Obese women more likely to have babies with birth defects, according to study
Women who are obese at the moment they become pregnant are more likely to have a baby with serious birth defects, The Guardian reports.
The study used data from over 1,2 million live births in Sweden between 2001 and 2014 and discovered that 43,550 babies (3.5% of all births) had major congenital malformations. When compared with mothers in the healthy weight range, which had a 3.4% risk of defects, the risk was 3.5% for overweight mothers, 3.8 for obese mothers, and increased to even to 4.2% and 4.7% for higher categories of obesity.
“In terms of risk, it is better to be normal weight than overweight and much better to be normal weight than obese,” says Martin Neovius, an epidemiologist at the Karolinska Institute and the study’s senior author.

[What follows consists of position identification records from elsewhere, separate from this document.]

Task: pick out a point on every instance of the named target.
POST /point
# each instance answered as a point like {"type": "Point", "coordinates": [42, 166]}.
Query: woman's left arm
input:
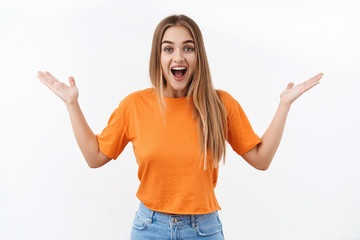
{"type": "Point", "coordinates": [262, 154]}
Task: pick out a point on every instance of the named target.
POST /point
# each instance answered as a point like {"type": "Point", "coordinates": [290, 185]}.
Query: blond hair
{"type": "Point", "coordinates": [208, 111]}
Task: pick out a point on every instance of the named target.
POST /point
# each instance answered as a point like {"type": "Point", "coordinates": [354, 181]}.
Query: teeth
{"type": "Point", "coordinates": [178, 68]}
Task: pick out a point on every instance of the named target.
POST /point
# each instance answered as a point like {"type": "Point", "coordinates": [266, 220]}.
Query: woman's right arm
{"type": "Point", "coordinates": [85, 138]}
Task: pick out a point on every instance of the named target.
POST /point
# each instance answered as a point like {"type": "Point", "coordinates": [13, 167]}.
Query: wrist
{"type": "Point", "coordinates": [72, 103]}
{"type": "Point", "coordinates": [284, 105]}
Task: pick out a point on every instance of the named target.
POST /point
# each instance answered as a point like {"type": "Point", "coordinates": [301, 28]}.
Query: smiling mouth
{"type": "Point", "coordinates": [178, 72]}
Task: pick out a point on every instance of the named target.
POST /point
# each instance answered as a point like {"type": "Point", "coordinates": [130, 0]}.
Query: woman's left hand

According to the study, the health problems experienced by babies born to obese mothers include congenital heart defects, anomalies of the digestive system and malformations of genital organs or limbs, which lead to the authors writing that “Efforts should be made to encourage women of reproductive age to adopt a healthy lifestyle and to obtain a normal body weight before conception.”
The categories were based on the body mass index (BMI), where a healthy weight was defined as a BMI between 18.5 and 24, overweight being 25 to 29, and obese being 30 or over.
Nevertheless, the study suggests that other factors can also influence the birth defects of babies, such as altered hormone levels, a less efficient delivery of nutrients through the placenta and higher levels of inflammation.
However, obesity faces many other risks besides potential birth defects. “Severe obesity confers excess risk for so many other negative outcomes for pregnancy: pre-eclampsia, diabetes, still-birth,” Neovius said. “It’s really not a good place to be.”